マルチスケール適応型クラスタリングと評価によるメタゲノムロングリードの効率的なビニングを行う LorBin

　ロングリードシーケンスはメタゲノミクスを変革し、メタゲノムアセンブルゲノム（MAG）の品質を向上させた。しかし、現在のビニング手法では、未知の種の同定や不均衡な種分布の管理が課題となっている。本稿では、天然マイクロバイオーム中のMAGを再構築するために特別に設計された教師なしbinnerであるLorBinを紹介する。LorBinは、シングルコピー遺伝子を用いた評価決定モデルを用いた2段階マルチスケール適応型DBSCANおよびBIRCHクラスタリングを採用し、MAG回収率を最大化する。LorBinは、口腔、腸管、海洋サンプルを含むシミュレートされたマイクロバイオームと実際のマイクロバイオームの両方において、競合する6つのビナーよりも優れた性能を発揮する。LorBinは、最先端のビニング手法と比較して、高いセレンディピティで15～189%多く高品質なMAGを生成し、2.4～17倍多くの新規分類群を同定した。これらを組み合わせることで、LorBin は未知の分類群を含む種が豊富なサンプルにアクセスするための有望なロングリードメタゲノムビナーとなる。LorBinは不均衡な天然の微生物叢からより完全なゲノムを取得するのに効率的である。

インストール

ubuntu21で著者らが提供のYAMLファイルを使ってインストールした。

依存

biopython=1.78
pytorch=1.11.0
setuptools=65.5.0
torchvision=0.12.0
torchaudio=0.11.0
numpy=1.23.3
pip=22.2.2
pandas=2.2.2
scikit-learn=1.1.2
scipy=1.13.1
joblib=1.4.2
Sequence processing tool:
minimap2=2.24-r1122
samtools=1.15.1
hmmer=3.1b2
prodigal=2.6.3
bedtools=2.26.0

Github

git clone https://github.com/LorMeBioAI/LorBin.git
cd LorBin/
mamba env create -f lorbin_env.yaml
conda activate lorbin_env
pip install dist/lorbin-0.1.0.tar.gz

#あるいは個別に導入(CPU only)
mamba create -n lorbin_env python=3.10
conda activate lorbin_env
mamba install -c conda-forge \
 python=3.10 numpy=1.23.5 scipy=1.9.3 scikit-learn=1.1.2 pandas=1.5.3 \
 joblib pytorch biopython
#bedtoolsも必要
mamba install -c bioconda bedtools -y

#本体
git clone https://github.com/LorMeBioAI/LorBin.git
cd LorBin/
pip install dist/lorbin-0.1.0.tar.gz

> LorBin -h

usage: LorBin [-h] ...

options:

-h, --help show this help message and exit

LorBin subcommands:

bin Bin contigs using one command.

generate_data

Generate sequence features(kmer and abundance) as trainning data.

concat Create the input FASTA file for LorBin, input should be at least two FASTA files, each from a sample-specific assembly, resulting FASTA can be binsplit with separator '-'

train Train model and get embedding.

cluster Bin contigs using two-stage clustering algorithm based on embedded features file.

> LorBin bin -h

usage: LorBin bin [-h] -o OUTPUT -fa FASTA [--bin_length BIN_LENGTH] -b BAM [BAM ...] [--num_process NUM_PROCESS] [--evaluation EVALUATION] [-a AKEEP] [--multi] [--epoch EPOCH]

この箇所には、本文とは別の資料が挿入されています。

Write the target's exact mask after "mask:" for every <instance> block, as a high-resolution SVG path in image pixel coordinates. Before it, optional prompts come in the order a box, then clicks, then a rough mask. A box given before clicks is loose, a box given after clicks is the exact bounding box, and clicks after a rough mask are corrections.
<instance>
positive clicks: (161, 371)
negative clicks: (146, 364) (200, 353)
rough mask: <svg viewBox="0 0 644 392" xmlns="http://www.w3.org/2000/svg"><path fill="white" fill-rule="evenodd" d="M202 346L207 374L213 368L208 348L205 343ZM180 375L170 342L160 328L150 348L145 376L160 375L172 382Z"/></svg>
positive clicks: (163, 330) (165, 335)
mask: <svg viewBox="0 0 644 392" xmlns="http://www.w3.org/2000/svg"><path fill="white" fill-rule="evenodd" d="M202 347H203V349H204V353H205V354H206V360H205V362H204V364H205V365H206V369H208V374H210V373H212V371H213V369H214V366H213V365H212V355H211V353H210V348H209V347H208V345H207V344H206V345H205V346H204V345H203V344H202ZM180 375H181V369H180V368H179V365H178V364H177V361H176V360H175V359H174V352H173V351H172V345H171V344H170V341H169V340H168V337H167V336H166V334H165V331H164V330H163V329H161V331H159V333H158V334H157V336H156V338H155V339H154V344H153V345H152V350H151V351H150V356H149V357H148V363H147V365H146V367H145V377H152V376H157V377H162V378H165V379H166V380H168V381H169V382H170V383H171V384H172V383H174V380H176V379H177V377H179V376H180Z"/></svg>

[--batch_size BATCH_SIZE] [--batchsteps BATCHSTEPS [BATCHSTEPS ...]] [--lrate LRATE] [--cuda]

options:

-h, --help show this help message and exit

-o OUTPUT, --output OUTPUT

Output directory (will be created if non-existent)

-fa FASTA, --fasta FASTA

Path to the input fasta file.

--bin_length BIN_LENGTH

Minimum bin size in bps (Default: 80000)

-b BAM [BAM ...], --bam BAM [BAM ...]

Path to the input BAM(.bam) file.

--num_process NUM_PROCESS

Number of threads used (default: 10)

--evaluation EVALUATION

Evaluation model used(no_markers, markers110, markers35, default: nomarkers

-a AKEEP, --akeep AKEEP

The cut-off parameters of re-clustering decision model(0~1, default:0.6)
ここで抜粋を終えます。